The multi-phase emulsion according to any one of 0 to 0. 12. Multi-phase emulsion (A1 / B / A2)
In the process for the preparation of the above, a particulate solid is dispersed in phase B, and this suspension is dispersed in phase A1, and the emulsion thus formed is dispersed in phase A2 containing particulate solid. A method for producing a multi-phase emulsion (A1 / B / A2), which comprises: 13. Multi-phase emulsion (A1 / B / A2)
In the method for producing the above, the particulate solid is dispersed in the A1 phase, and this suspension is dispersed in the B phase, and the emulsion thus formed is treated with A containing the particulate solid.
A method for producing a multi-phase emulsion (A1 / B / A2), which comprises dispersing in two phases. 14. A multi-phase emulsion (B1 / A / B2)
In the process for the preparation of the above, a particulate solid is dispersed in the B1 phase, and this suspension is dispersed in the A phase, and the emulsion thus formed is added to the B containing the particulate solid.

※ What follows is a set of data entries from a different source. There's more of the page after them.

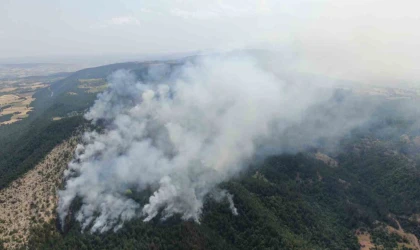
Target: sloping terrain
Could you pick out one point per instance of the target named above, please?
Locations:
(31, 200)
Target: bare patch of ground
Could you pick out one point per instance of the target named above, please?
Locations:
(31, 200)
(364, 239)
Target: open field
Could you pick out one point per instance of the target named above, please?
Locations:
(94, 85)
(16, 97)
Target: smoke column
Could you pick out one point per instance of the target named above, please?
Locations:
(183, 136)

A method for producing a multi-phase emulsion (B1 / A / B2), which comprises dispersing in two phases. 15. Multiphase emulsion (B1 / A / B2)
In the phase A, and the suspension is dispersed in the phase B1 and the emulsion thus formed is dispersed in the phase B2 containing the particulate solid. A method for producing a multi-phase emulsion (B1 / A / B2), which comprises: 16. Use of multiphase emulsions in formulations, cosmetics, pharmaceuticals, foodstuffs, feeds, pesticides and catalysts. 17. Use of a multiphase emulsion for the controlled or controlled delayed release of an agent into the environment.